Le rapport Bailly propose d'étendre de cinq à douze le nombre de dimanches travaillés autorisés

SOCIAL Il suggère aussi une loi pour revoir les zones autorisées à ouvrir...

20 Minutes avec AFP
— 
Paris, le 17 avril. Manifestation du collectif bricoleurs du dimanche. Ils réclament le droit de travailler le dimanche. collectif componse d'employers de CASTORAMA scandant  "YES WEEK-END "
Paris, le 17 avril. Manifestation du collectif bricoleurs du dimanche. Ils réclament le droit de travailler le dimanche. collectif componse d'employers de CASTORAMA scandant  "YES WEEK-END " — P. M.TALBOT / 20 MINUTES

Le rapport Bailly sur  le travail dominical, remis lundi au gouvernement, préconise un  assouplissement du nombre des dimanches autorisés par le maire et une  loi pour revoir les zones autorisées à ouvrir, mais suggère de revenir  sur la dérogation permanente accordée au secteur de l'ameublement. (voir toute la note ici)

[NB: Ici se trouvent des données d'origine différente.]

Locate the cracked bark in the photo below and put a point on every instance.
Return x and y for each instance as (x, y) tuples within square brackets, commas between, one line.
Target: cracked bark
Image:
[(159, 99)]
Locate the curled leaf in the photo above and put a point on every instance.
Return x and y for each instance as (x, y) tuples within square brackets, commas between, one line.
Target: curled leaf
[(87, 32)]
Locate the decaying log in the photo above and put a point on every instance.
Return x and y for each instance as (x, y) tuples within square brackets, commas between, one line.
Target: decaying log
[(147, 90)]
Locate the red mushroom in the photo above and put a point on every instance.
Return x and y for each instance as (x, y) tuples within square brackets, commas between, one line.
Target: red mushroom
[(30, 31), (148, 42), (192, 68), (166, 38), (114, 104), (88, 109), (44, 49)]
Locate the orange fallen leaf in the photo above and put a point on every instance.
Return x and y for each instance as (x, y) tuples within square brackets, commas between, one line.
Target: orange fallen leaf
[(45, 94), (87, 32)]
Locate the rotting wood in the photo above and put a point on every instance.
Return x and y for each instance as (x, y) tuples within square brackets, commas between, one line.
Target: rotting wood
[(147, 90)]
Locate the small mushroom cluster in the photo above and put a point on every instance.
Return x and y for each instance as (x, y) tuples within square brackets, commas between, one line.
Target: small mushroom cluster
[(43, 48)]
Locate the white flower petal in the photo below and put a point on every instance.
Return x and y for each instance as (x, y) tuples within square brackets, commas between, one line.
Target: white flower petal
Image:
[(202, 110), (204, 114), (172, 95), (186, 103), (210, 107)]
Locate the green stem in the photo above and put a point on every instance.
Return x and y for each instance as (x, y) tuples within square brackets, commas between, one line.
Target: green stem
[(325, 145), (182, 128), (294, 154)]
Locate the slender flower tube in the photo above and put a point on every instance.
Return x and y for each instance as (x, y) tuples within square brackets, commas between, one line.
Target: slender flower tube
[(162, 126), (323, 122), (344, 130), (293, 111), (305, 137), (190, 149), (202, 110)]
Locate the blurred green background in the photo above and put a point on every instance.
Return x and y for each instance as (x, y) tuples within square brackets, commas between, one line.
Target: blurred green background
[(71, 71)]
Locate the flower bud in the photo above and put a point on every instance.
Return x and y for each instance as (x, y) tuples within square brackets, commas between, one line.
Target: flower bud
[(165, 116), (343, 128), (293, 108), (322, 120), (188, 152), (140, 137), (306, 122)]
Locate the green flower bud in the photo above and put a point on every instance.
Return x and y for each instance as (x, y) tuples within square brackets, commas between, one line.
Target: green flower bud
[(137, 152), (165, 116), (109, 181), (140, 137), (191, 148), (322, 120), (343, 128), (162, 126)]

Réaffirmant que «la spécificité du dimanche doit être  respectée», le rapport propose néanmoins d'étendre de cinq à douze le  nombre des dimanches autorisés. Le «nombre maximal de  dérogations accordées par le maire» passerait ainsi de cinq à sept et  les commerçants auraient aussi la possibilité de «déroger cinq fois par  an à la règle du repos dominical, sous réserve d'une obligation de  déclaration préalable auprès du maire», indique le rapport.

 


 Vidéo éditée par Maxime Deloffre

Remise à plat des zones autorisées à ouvrir

 

Il suggère également de «remettre totalement à plat» les  zones autorisées à ouvrir, avec une «loi organisant les modalités de  fixation des périmètres et d'octroi de contreparties» pour les salariés  concernés.

 

A l'heure actuelle, à  la suite de la «loi Mallié» de 2009, les salariés qui travaillent dans  des zones touristiques n'ont pas les mêmes droits que ceux qui  travaillent dans des Périmètre d'usage de consommation exceptionnelle  (PUCE). Le rapport Bailly note que «tout salarié travaillant dans un  commerce ouvert structurellement le dimanche en dehors des commerces  alimentaires devra bénéficier d'un régime social de compensation». Il  souligne aussi que «la loi doit encadrer le dialogue social dont le  volontariat doit être la clé de voûte», celui-ci reposant sur «une  déclaration positive et temporaire du salarié».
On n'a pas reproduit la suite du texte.